(El País, 13-04-2026) | Laboral
Cada vez más trabajadores, especialmente a partir de los 35 años, optan por no perseguir ascensos dentro de sus empresas. Según una encuesta de InfoJobs, seis de cada diez empleados han dejado de plantearse progresar profesionalmente. Un 19% evita asumir nuevas responsabilidades y un 38% afirma no tener interés ni en promocionar ni en recibir reconocimiento. Para Mónica Pérez Callejo, directora de Estudios de InfoJobs, esto refleja un cambio en la idea de éxito profesional: ahora se prioriza que el trabajo no perjudique la calidad de vida ni interfiera con el ámbito personal.

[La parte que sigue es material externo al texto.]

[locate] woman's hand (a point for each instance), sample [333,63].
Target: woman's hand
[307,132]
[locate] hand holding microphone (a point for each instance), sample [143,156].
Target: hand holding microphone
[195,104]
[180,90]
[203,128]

Además, el incremento salarial asociado a los ascensos no resulta suficientemente atractivo. Aunque las subidas han beneficiado más a los sueldos bajos, los niveles intermedios y altos no han experimentado mejoras significativas. Esto ha provocado una pérdida de poder adquisitivo frente al aumento del coste de la vida, lo que desincentiva el esfuerzo adicional que implica promocionar. A ello se suma el impacto de la tecnología, que ha incrementado la presión al intensificar el control y la evaluación constante del rendimiento.
Esta tendencia también se refleja en el informe Talent Trends 2025 de Michael Page, donde el 55% de los trabajadores afirma que rechazaría un ascenso si este afectara a su bienestar. Domenec Gilabert, director general de Page Group, considera que este cambio ha llegado para quedarse, al menos en los próximos años. A su juicio, las empresas deben replantear su modelo de promoción, basándolo en tres pilares: conciliación y flexibilidad, transparencia en la comunicación y adaptación a las nuevas tecnologías.
En este sentido, destaca que muchas compañías aún no han integrado adecuadamente herramientas tecnológicas en su funcionamiento, pese a que una parte importante de los empleados ya las utiliza. También subraya la importancia del componente económico: el incremento salarial medio por ascenso ronda el 8,7%, una cifra que considera insuficiente. Recomienda que este aumento sea, como mínimo, del 10%, y que alcance el 20% en el caso de pasar a puestos de mayor responsabilidad.
Más allá del salario, algunos expertos apuntan a un cambio más profundo en la relación entre empleados y trabajo. Álvaro Lleo, profesor de la Universidad de Navarra, señala que muchos trabajadores no encuentran sentido ni propósito en lo que hacen. De hecho, estudios como la Encuesta Global de Deloitte 2025 muestran que la gran mayoría de jóvenes -tanto de la generación Z como millennials- consideran fundamental que su trabajo tenga un propósito para sentirse satisfechos.
Lleo advierte de que muchas empresas no logran transmitir el impacto real de su actividad en la sociedad, lo que contribuye a esta desconexión. Como ejemplo positivo, menciona a la empresa danesa ISS, que logró mejorar la motivación de sus empleados al hacerles conscientes del valor de su trabajo en la vida de los clientes. También destaca a compañías como Clínica Baviera, Laboratorios Ferrer o Grupo Iberostar por su capacidad para comunicar su propósito.
En definitiva, cuando las empresas consiguen trasladar ese sentido de contribución, evitan que los empleados adopten una actitud meramente cumplidora. Según los expertos, recuperar ese vínculo es clave para reactivar el interés por crecer dentro de la organización, en un contexto donde los trabajadores son cada vez más exigentes con el impacto y la coherencia de su entorno laboral.